SOUS LA PRÉSIDENCE DE

L’HONORABLE

JULIE MESSIER, J.C.Q.

 

______________________________________________________________________

 

RUSSELL REMEDIOS LOBO

-et-

ANA MARIA LOBO

 Partie demanderesse

c.

PREMIUM LAVAL CHRYSLER DODGE JEEP RAM INC.

Partie défenderesse

 

______________________________________________________________________

 

JUGEMENT

______________________________________________________________________

 

[1]             Le Tribunal est saisi d’un litige au sujet du prix de vente d’un véhicule neuf qui augmente entre la signature du premier contrat et la prise de possession, moment où le commerçant exige la signature d’un deuxième contrat sous menace de ne pas vendre le véhicule.

QUESTIONS EN LITIGE

[2]             Le commerçant pouvait-il mettre fin de manière unilatérale au premier contrat?

[3]             La signature par le consommateur du deuxième contrat représente-t-elle un acquiescement aux nouvelles conditions édictées par le commerçant?

[4]             Tel qu’il appert des motifs, la réponse aux deux questions est non, rendant le commerçant responsable de verser un dommage au consommateur.

CONTEXTE

[5]             M. Lobo signe un contrat d’achat le 20 août 2018 pour un véhicule 2019 à être livré 6 à 8 semaines plus tard. Le coût tout inclus est de 61 359,93 $. À la fin novembre, lorsque le véhicule arrive Premium Laval Chrysler Dodge Jeep (ci-après Premium) indique à M. Lobo que le prix a augmenté à 64 157,29 $. Furieux M. Lobo menace de se plaindre à l’Office de la protection du consommateur. Premium lui répond qu’il peut toujours décider d’annuler la vente.

[6]             Mais, M. Lobo veut le véhicule commandé qu’il attend depuis le mois d’août. Le 29 novembre 2018, Premium exige que M. Lobo signe une lettre (P-5) où il affirme ne pas avoir déposé de plainte à leur encontre. Le lendemain de la signature de la lettre Premium accepte de vendre le véhicule à 64 157,29 $ à M. Lobo.  À P-5, M. Lobo ne renonce pas à ses recours futurs.
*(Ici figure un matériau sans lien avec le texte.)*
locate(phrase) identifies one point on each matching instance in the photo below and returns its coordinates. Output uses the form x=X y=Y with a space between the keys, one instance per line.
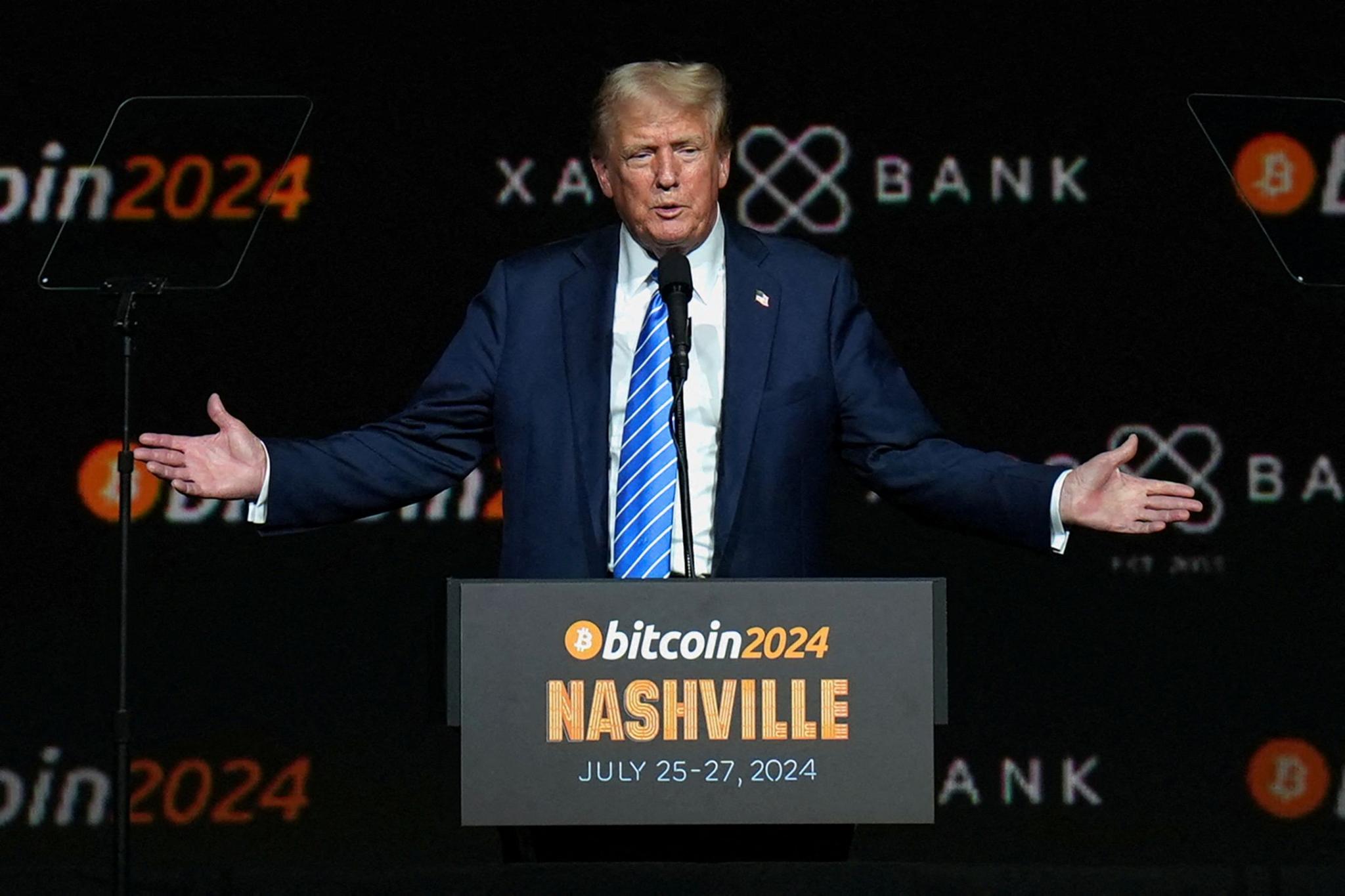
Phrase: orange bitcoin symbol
x=1275 y=174
x=101 y=488
x=1287 y=777
x=583 y=640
[7]             Le 20 avril 2019, M. Lobo par l’Office de la protection du consommateur met Premium en demande de lui rembourser 5 665,15 $. En plus de la différence de prix, M. Lobo réclame des frais et de l’intérêt reliés à son prêt.

[8]             À l’ouverture du dossier aux petites créances, il réclame la différence de prix payé, soit 2 797,36 $ et le prix pour des jantes de roues de 795 $ que le vendeur lui a vendu comme étant une nécessité alors que cela serait faux. À l’audience il ne réclame plus que la différence du prix payé.

[9]             En défense, Premium soutient premièrement qu’il était en droit de mettre fin au premier contrat parce que la version 2019 du véhicule coûtait plus cher que la version 2018, le 2019 avait plus d’options de base.

[10]        Deuxièmement, Premium allègue que M. Lobo par la signature du document du 29 novembre 2018 et la signature du nouveau contrat a accepté le nouveau prix de vente. La lecture du contrat initial et du second contrat ne montre aucune option supplémentaire contrairement à ce que Premium Laval Chrysler Dodge Jeep allègue.

[11]        Invité à plus amplement développer ce moyen de défense la représentante de Premium a témoignée que lorsque des commandes sont prises avant la sortie des modèles comme ici la commande fut prise en août 2018 pour le nouveau modèle 2019 qui n’était pas encore en concession, il arrive « régulièrement » et « cela est de la connaissance de tous les concessionnaires» que le manufacturier change le type d’équipement de base accompagnant un modèle, ce qui en augmente le prix.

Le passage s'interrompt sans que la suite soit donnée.